A confirmação dos dois ex-comandantes de que Bolsonaro estava de posse da minuta do golpe, coloca o ex-presidente como o principal articulador do ação criminosa contra o país. No relato de Mauro Cid à PF, os dois militares se recusaram a apoiar o golpe e somente o comandante da Marinha, almirante Almir Garnier, teria concordado em participar da aventura.
Bolsonaro tentava convencer os comandantes a respaldar as medidas que ele pretendia tomar, entre elas intervir no Tribunal Superior Eleitoral, anular a eleição e prender Alexandre de Moraes e líderes da oposição.
Além da confirmação da minuta pelos comandantes, a PF está de posse de um vídeo que foi encontrado na casa de Mauro Cid, onde os golpistas estão reunidos tramando todas as medidas para anular a eleição presidencial. O vídeo foi gravado pelo ajudante de ordem Mauro Cid em que Bolsonaro aparece dizendo que era necessário virar a mesa antes das eleições porque depois seria mais difícil.
Vários outros trechos da reunião gravada são provas de que o golpe estava em pleno andamento até que o general Freire Gomes impediu que a trama seguisse adiante. À época, Braga Neto chamou Freire Gomes de “cagão”. A prova gravada e mais os depoimentos dos dois comandantes militares são contundentes e devem levar à condenação Bolsonaro e alguns de seus auxiliares.
Mensagens obtidas pela PF durante as investigações mostram que, assim como Freire Gomes, Baptista Junior também foi atacado pelo general Walter Braga Netto — ex-ministro da Defesa e vice na chapa de Bolsonaro nas últimas eleições — por não aderir aos planos golpistas.
Inconformados com o seu depoimento, militares golpistas e outros membros da milícia de Bolsonaro passaram todo o final de semana desacatando o general Freire Gomes, chamando-o de ‘traidor’ e fazendo ameaças ao militar. Eles não engolem o fato do general ter se recusado a apoiar o golpe e ficaram mais enfurecidos ainda com o depoimento onde ele confirmou a existência da minuta e detalhou à Polícia Federal os planos golpistas.

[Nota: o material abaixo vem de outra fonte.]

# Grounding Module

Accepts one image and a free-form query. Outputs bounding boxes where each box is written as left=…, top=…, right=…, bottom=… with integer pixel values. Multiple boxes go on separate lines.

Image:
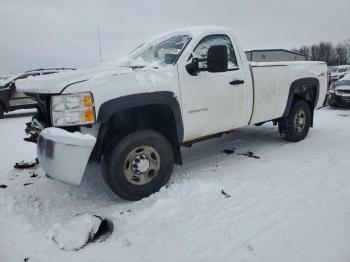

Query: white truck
left=18, top=26, right=328, bottom=201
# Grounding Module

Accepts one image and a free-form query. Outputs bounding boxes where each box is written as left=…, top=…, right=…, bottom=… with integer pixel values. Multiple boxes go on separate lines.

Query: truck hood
left=16, top=60, right=145, bottom=94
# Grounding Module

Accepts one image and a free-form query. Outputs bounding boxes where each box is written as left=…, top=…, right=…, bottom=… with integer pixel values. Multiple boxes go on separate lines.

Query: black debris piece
left=91, top=216, right=114, bottom=243
left=23, top=183, right=34, bottom=186
left=24, top=257, right=30, bottom=262
left=14, top=158, right=39, bottom=169
left=24, top=135, right=38, bottom=143
left=120, top=209, right=131, bottom=215
left=239, top=151, right=260, bottom=159
left=45, top=174, right=53, bottom=179
left=0, top=184, right=8, bottom=189
left=223, top=149, right=235, bottom=155
left=221, top=190, right=231, bottom=198
left=30, top=173, right=38, bottom=178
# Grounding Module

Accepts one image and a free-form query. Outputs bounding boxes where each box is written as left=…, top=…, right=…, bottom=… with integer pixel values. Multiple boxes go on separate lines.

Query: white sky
left=1, top=0, right=349, bottom=74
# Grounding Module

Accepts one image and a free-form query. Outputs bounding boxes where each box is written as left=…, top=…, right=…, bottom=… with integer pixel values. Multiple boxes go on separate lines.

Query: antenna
left=97, top=25, right=103, bottom=63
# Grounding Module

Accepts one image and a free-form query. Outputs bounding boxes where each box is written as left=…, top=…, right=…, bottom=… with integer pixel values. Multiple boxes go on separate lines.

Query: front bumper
left=37, top=128, right=96, bottom=186
left=328, top=91, right=350, bottom=106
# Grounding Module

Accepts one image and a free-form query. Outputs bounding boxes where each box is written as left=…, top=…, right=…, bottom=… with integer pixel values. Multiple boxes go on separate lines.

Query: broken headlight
left=51, top=92, right=95, bottom=126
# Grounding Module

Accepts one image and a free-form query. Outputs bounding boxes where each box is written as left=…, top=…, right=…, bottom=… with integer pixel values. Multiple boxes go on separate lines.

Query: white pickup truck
left=18, top=26, right=328, bottom=201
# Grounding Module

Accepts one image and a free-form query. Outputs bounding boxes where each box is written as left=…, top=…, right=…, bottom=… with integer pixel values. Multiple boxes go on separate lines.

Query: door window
left=192, top=35, right=238, bottom=70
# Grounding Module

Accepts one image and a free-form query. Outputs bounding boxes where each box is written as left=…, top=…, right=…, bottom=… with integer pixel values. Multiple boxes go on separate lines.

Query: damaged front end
left=24, top=116, right=44, bottom=143
left=37, top=128, right=96, bottom=186
left=24, top=93, right=52, bottom=143
left=23, top=92, right=98, bottom=186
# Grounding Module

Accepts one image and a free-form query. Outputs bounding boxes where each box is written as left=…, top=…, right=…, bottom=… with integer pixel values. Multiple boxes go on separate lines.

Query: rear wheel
left=102, top=129, right=174, bottom=201
left=279, top=100, right=312, bottom=142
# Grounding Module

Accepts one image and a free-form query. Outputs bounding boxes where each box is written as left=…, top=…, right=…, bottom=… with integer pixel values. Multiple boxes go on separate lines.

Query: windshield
left=130, top=34, right=191, bottom=66
left=330, top=68, right=338, bottom=73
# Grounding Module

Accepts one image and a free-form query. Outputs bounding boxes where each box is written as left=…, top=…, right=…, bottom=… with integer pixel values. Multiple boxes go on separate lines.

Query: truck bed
left=249, top=61, right=328, bottom=124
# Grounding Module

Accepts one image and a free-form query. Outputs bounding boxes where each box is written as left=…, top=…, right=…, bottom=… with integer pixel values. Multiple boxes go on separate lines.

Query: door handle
left=230, top=80, right=244, bottom=85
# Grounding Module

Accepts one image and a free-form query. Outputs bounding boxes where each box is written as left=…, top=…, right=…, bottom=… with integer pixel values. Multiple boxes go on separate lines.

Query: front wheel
left=102, top=129, right=174, bottom=201
left=278, top=100, right=312, bottom=142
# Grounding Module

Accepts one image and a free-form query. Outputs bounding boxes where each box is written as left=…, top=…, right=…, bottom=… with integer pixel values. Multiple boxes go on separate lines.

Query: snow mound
left=46, top=214, right=102, bottom=251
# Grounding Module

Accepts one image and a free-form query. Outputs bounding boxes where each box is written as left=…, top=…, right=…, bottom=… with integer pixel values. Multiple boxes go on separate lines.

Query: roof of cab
left=147, top=26, right=234, bottom=42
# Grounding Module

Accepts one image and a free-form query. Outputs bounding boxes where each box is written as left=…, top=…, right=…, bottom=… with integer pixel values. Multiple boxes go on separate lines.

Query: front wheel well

A jornalista Andréia Sadi, por exemplo, informou, em seu blog no Portal G1, na segunda-feira (4), que teve acesso a um dos vídeos que circulam nas redes, onde bolsonaristas afirmam que o general Freire Gomes “traiu Bolsonaro e pode se complicar’’. Eles dizem também que ele “enrolou’’ e “enganou” Bolsonaro com discussões sobre artigos da Constituição.
O objetivo do grupo é “fritar o general” e tentar arrastá-lo para a cena do crime. Isso ficou claro no depoimento do general golpista Estevam Theophilo, responsável por acionar os “kids pretos”, informando que participou de reuniões a mando do general Freire Gomes. O general negou essa versão e Theophilo também não explicou porque, diferente de Gomes, decidiu apoiar o golpe e se comprometeu até a mobilizar os “kids pretos”.
Ao contrário dele, o general Freire Gomes, ao se encontrar com Bolsonaro e receber dele a proposta de minuta do golpe, que invalidava as eleições e pretendia prender ministros do STF e líderes da oposição, recusou-se a apoiar a trama e ainda ameaçou o presidente de prisão, segundo relata o ajudante de ordem de Bolsonaro, tenente-coronel Mauro Cid. O encontro havia sido articulado por Bolsonaro, que levou a minuta do golpe, entregue a ele por seu assessor Felipe Martins, para pedir o apoio aos comandantes militares à sua empreitada criminosa contra a vitória de Lula.
A Polícia Federal espera fechar as investigações sobre o roteiro do golpe com as informações obtidas no depoimento de Freire Gomes, cruzando-as com as de Mauro Cid na segunda-feira próxima. O ajudante de ordem vai depor para confirmar as informações sobre as minutas do golpe encontradas na investigação e confirmadas pelos ex-comandantes. Se mentir ou omitir, pode perder os benefícios de sua colaboração premiada.